We did eventually find that one thing, just ONE thing would calm our sweet little ambulance siren, and that one thing was stereo static. Loud stereo static. Deafening stereo static. As soon as we’d turn it on, and turn it up, the crying stopped. We began to breathe a little easier during the colic hours, as long as we had the good old stereo static, which became the soundtrack of our lives. Even though we wanted to claw away our ears, and often heard static in our dreams, it was much, MUCH easier to endure than the crying.
Having the crying somewhat under control, I could’ve enjoyed a little feeling of maternal success had the poor baby not suddenly developed acid reflux and begun projectile vomiting with Linda Blair Gusto halfway across the room at any given moment. So instead of draping over my shoulder the cutesy little bear and bunny print burp cloths I was given 9 million of for my baby shower, I began wearing bath towels. No joke.
Every day, by the time my husband cruised on home from work, I was waiting at the door. My hair looked like I’d gotten into a street fight with a can of Aqua Net. Yesterday’s Maybelline mascara mixed with little salty patches were marking the Tracks of My Tears. I was outfitted in a striped beach towel toga, adorned with wet and dry clumps of cottage-cheesy baby puke. I was also holding the baby out, arms outstretched, to my husband, as if the baby were a skunk ready to pick up its tail and let loose.
All of this sounds very whiney, I know, and I know it could’ve been worse. So much worse. I probably sound like a horribly ungrateful mother. (Mom Guilt, Mom Guilt, Mom Guilt). I was grateful for my healthy baby, and I loved him, I really did . . . I just didn’t think he KNEW that. Or that he knew how hard I was trying to be good at this, to make him happy, to make him love me back. And then, magically, at six weeks, he smiled at me, and he kept smiling bigger and bigger every time. In fact, even though he still screamed his little head off at 4 on the dot every single day, he smiled all day long up until that point. And, then, at three-and-a-half months old, he stopped screaming.

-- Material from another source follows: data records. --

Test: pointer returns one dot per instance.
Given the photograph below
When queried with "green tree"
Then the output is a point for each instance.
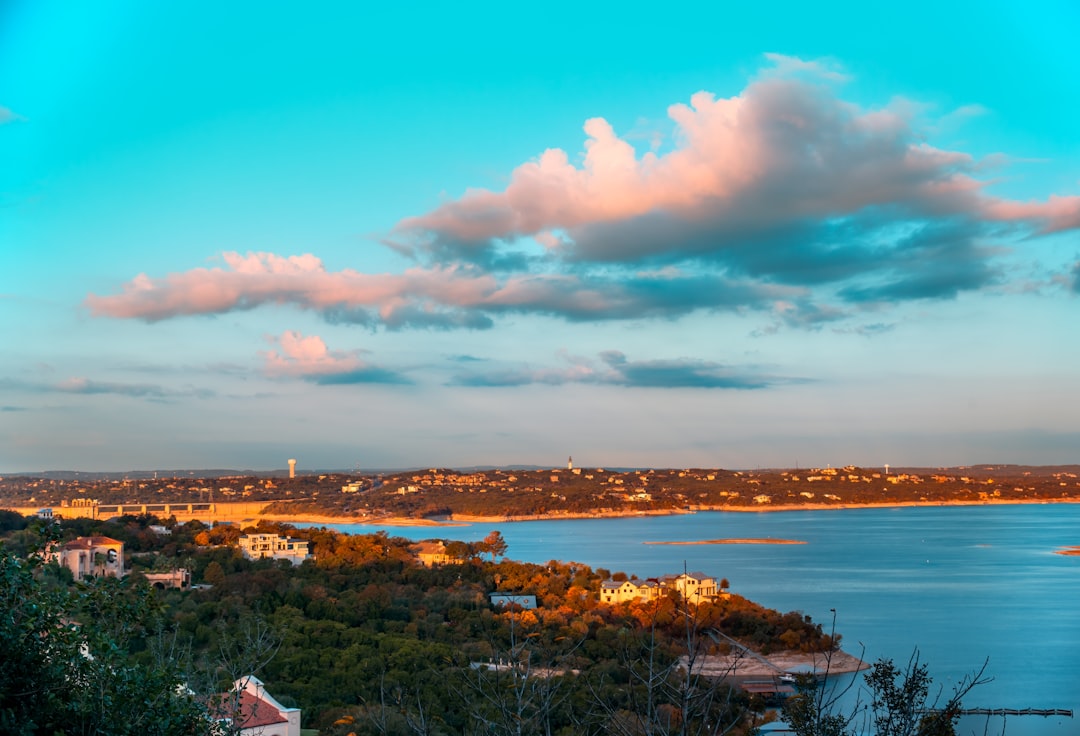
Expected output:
(66, 665)
(494, 545)
(901, 705)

At first I thought there was something wrong. He’d forgotten who he was – did he hit his head on his crib? Did he have amnesia? Did he need a baby hypnotist to get him back to the screaming banshee I was sure he’d be for the rest of his life? I held off on my neurologist/hypnotist appointments, but the next day, and the day after that, and that, and that were all scream-free. It was a whole new world. I knew when my baby was going to be unhappy (hungry, sleepy, poopy), and I knew none of this natural unhappiness had to do with the terrible job I was doing as his mother.
Now, seven-and-a-half years later, my boy is my heart’s joy, and he is his Mama’s Boy. He has been his Mama’s Boy since he was six weeks old, and probably even before that. I was simply too blinded by projectile puke, too deafened by tortured, feline-baby screams, and too naive to get it.